PROJECT SUMMARY Rodent-borne viral outbreaks are increasing in both frequency and impact. As weather patterns evolve, rodent populations are affected and may multiply in areas where increased contact with humans results in infection. Hantaviruses, including Andes (ANDV) and Sin Nombre (SNV), are transmitted through the excreta of infected rodents and, when aerosolized, infect humans. In the Americas, hantavirus infection leads to hantavirus cardiopulmonary syndrome (HCPS), a devastating condition that features rapid onset of pulmonary edema, respiratory failure and cardiogenic shock. Treatment is supportive, not pathogen-targeted, and accordingly, approximately 40% of patients do not survive. Because hantaviruses establish lifelong, asymptomatic infections in their rodent reservoirs, they are highly prevalent in nature and represent a constant threat to humans. For example, SNV is carried by the most abundant mammal in North America, the deer mouse, which has a near ubiquitous distribution throughout the US and Canada. In the case of the South American ANDV, in addition to rodent-to-human transmission, human-to-human transmission occurs, putting not only the patient, but also family members and health care workers at risk. Despite this large potential for infection and the high case fatality rate, there are no FDA-approved treatment options or vaccines available. Hantaviruses are thus classified as NIAID Priority Pathogens and considered potential bioterrorism threats. Our long term goal is to develop an effective therapeutic against HCPS-causing hantaviruses. This proposal seeks to develop human neutralizing antibodies for therapeutic and/or prophylactic treatment of HCPS caused by ANDV. We have assembled a multidisciplinary team of molecular virologists, clinicians, and industry partners with experience developing antibody-based therapeutics. The successful development of a potent neutralizing antibody against ANDV has the potential to be a first-line antiviral for the treatment or prevention of HCPS.

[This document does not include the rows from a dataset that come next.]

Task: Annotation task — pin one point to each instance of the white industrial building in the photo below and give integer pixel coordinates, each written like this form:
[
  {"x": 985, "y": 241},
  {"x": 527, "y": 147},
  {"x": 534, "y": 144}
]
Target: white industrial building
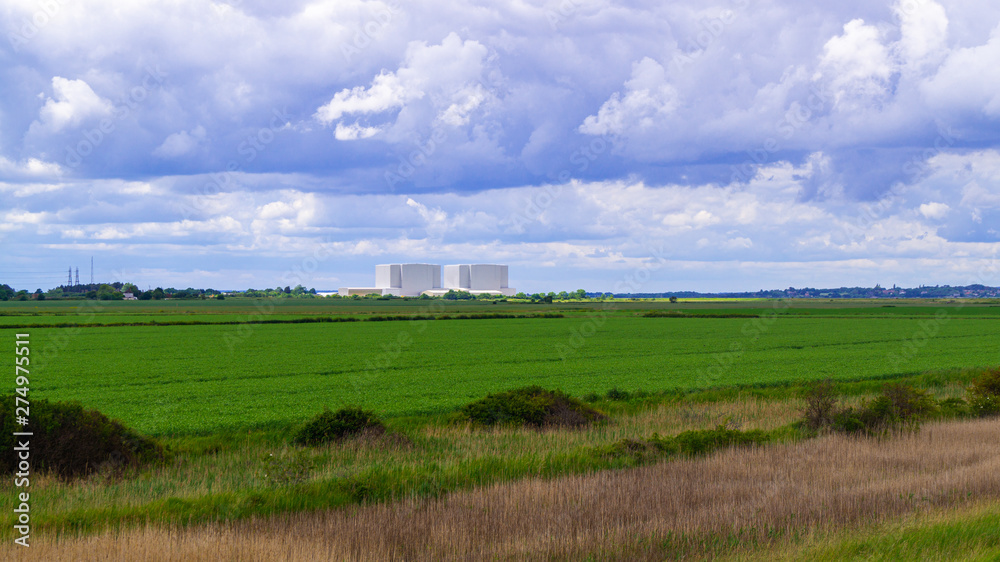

项目摘要 啮齿动物传播的病毒爆发的频率和影响都在增加。随着天气模式的演变，啮齿动物 在与人类接触增加导致感染的地区，人口受到影响，并可能成倍增加。 汉坦病毒，包括安第斯山脉（ANDV）和辛农布尔（SNV），通过感染者的排泄物传播。 啮齿类动物，并在雾化时感染人类。在美洲，汉坦病毒感染导致汉坦病毒 心肺综合征（HCPS），一种以肺水肿快速发作为特征的破坏性疾病， 呼吸衰竭和心源性休克。治疗是支持性的，而不是针对病原体的，因此， 大约40%的患者无法存活。因为汉坦病毒建立终身，无症状 感染的啮齿动物水库，他们是非常普遍的性质，并代表了一个不断的威胁， 人类例如，SNV由北美最丰富的哺乳动物鹿鼠携带， 在美国和加拿大几乎无处不在。在南美洲ANDV的情况下， 除了啮齿动物到人的传播外，还会发生人到人的传播，不仅使患者， 而且家庭成员和医护人员也处于危险之中。尽管这种感染的可能性很大， 由于病死率高，没有FDA批准的治疗方案或疫苗可用。因此，汉坦病毒 被列为NIAID优先病原体，并被认为是潜在的生物恐怖主义威胁。我们的长期目标是 开发一种有效的治疗方法来对抗引起HCPS的汉坦病毒。 该提案寻求开发用于治疗性和/或预防性治疗以下疾病的人中和抗体： 由ANDV引起的HCPS。我们已经组建了一个多学科的团队，包括分子病毒学家，临床医生， 具有开发抗体疗法经验的行业合作伙伴。研制成功 抗ANDV的有效中和抗体有可能成为治疗的一线抗病毒药物，或 预防HCPS。